Oemmedi cut a big hole in the back of the donor shell and positioned the engine where it would work with their planned Fiat Coupe suspension. Obviously, the track was always going to be wider than standard and that meant the bodywork needed modifying to curve and cover the new running gear.
Although the Fiat doesn’t appear too extreme at first sight, this is all part of the cunning plan. Look closer and you will see that the whole rear quarter has been pulled out, with the wide arch then mounted to the new profile. The leading edge also makes for a handy air intake.
It must be the Nero Black bodywork but it take a while to absorb all the modifications, and looking at the 500 from this angle you can really see how wide the body is before you get to the arches. And you could easily miss the lower front valance that’s now sculpted to work with the body lines, where as standard it would have been hidden behind a bumper. That low-down air intake almost looks standard!
Inside it’s a similar story. Pretty much everything you can see is new, but it feels like it should be here. There are three main ingredients in this whole car: the original Fiat 500 that Oemmedi know and love so much; the Ferrari heart; and the Fiat Coupe which donated so much of its suspension, brake calipers and dashboard.
The gauges have been calibrated to work with the relevant inputs and although it’s a lot smaller in here than the standard coupe, it doesn’t feel cramped when the soft top roof is peeled back.
That’s the real masterstroke of this creation – the fact that it all feels so right. Considering what’s packed away behind all these panels, just imagine this as a dusty, bare metal interior with hand made modifications everywhere. It’s taken some vision to get to this stage, right?
To make sure you get some leg room, the Sabelt bucket seats have had their frames modified so they sit more upright. Although when you’re sat in one, you’d never know that.

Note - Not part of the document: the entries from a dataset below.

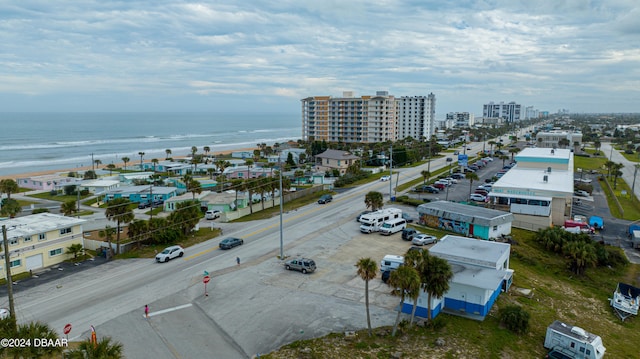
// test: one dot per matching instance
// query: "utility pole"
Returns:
(390, 170)
(281, 207)
(7, 263)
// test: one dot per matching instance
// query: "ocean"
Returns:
(31, 142)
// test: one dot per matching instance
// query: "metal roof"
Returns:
(465, 213)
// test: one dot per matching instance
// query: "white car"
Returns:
(477, 197)
(422, 239)
(169, 253)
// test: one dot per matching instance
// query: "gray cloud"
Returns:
(134, 55)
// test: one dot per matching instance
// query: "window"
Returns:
(55, 252)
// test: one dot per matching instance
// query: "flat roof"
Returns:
(466, 213)
(38, 223)
(470, 251)
(530, 182)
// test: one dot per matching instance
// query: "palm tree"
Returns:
(471, 176)
(367, 270)
(111, 167)
(107, 233)
(35, 330)
(437, 275)
(8, 186)
(425, 175)
(125, 160)
(75, 249)
(118, 210)
(616, 173)
(373, 200)
(141, 154)
(415, 259)
(104, 348)
(69, 207)
(406, 280)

Maybe it’s because the Fiat makes you feel part of it, what hat I mean is, that unlike some very personal projects you can feel alienated a little when you experience them. As though you’re just along for the ride without really understanding what’s going on. Here it feels like you just walked in to a cool house party and a complete stranger smiled and passed you a drink. There are a lot of parts that on paper shouldn’t work together, but who would have thought? They really do!What They Did Next
The truth is, I never went to Oemmedi to feature this 500 – I was aiming for it’s younger, Lamborghini-engined brother. But having stolen a few moments as the sun went down with it, I’m glad we found the time.
Because if truth be known, this is the one I’d like to take home. You could use this without drawing too much attention, then blow somebody’s doors off and disappear in to the distance.
In the metal it looks gorgeous and welcoming. The guys have done a delicious job of putting it together; combining all those Fiat and Ferrari components with one more thing – skill and craftsmanship.
So what comes next? I’m sure you’re probably wondering that, like I was by the end of the day.
When I posed the question, I really didn’t expect this as the answer! Naturally, with four amazing Fiat 500 projects all completed, it will be another one that joining the line up. This time it’s going to be a full convertible, and again with a mid-mounted engine.
Because, of course, that’s the only place in a Fiat 500 you can squeeze a Chrysler V6! Coupled to an auto box, the guys tell me this will be the summer cruiser, built for when they want to relax. I shake my head and smile. I guess when you’re so far out there in terms of what is normal then this might seem like a sensible solution.
Sensible, there’s a word I didn’t hear that day. I like Italy.